Robust Vision-Language Models via Multimodal Adversarial Training with One-to-Many Augmentations
Published in Meeting on Image Recognition and Understanding, 2025
Recommended citation: Waseda, F., Tejero-de-Pablos, A., Echizen, I., (2025, July). Robust Vision-Language Models via Multimodal Adversarial Training with One-to-Many Augmentations. In Meeting on Image Recognition and Understanding.

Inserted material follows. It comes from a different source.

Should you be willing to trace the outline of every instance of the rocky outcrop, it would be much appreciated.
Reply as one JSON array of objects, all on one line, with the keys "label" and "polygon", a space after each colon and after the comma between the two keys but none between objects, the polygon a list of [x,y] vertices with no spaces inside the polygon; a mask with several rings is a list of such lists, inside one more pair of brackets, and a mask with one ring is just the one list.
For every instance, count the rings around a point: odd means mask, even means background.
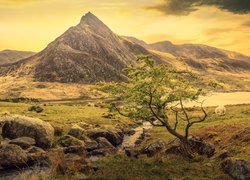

Defending vision-language (VL) models against adversarial attacks is not trivial when applied to a multimodal setting. First, (i) multimodal VL tasks allow attackers to manipulate either the image or text input. Then, (ii) image-text pairs are naturally not deterministic, that is, a single image can be matched to multiple textual descriptions, and vice versa. However, previous defense methods for VL models mainly address image classification tasks, which do not meet the setting above. We propose the first defense strategy for VL models against multimodal attacks, multimodal adversarial training (MAT), by introducing adversarial perturbations in both images and texts. In addition, since traditional adversarial training is prone to deterministic pairing of a single image and text (1:1), we study different augmentation strategies to leverage one-to-many relationships (1:N) for enhanced robustness. We discover that augmentations that meet the alignment, diversity and distribution gap criteria allow for a more optimal defense, outperforming all previous efforts in adversarial defense for VL models.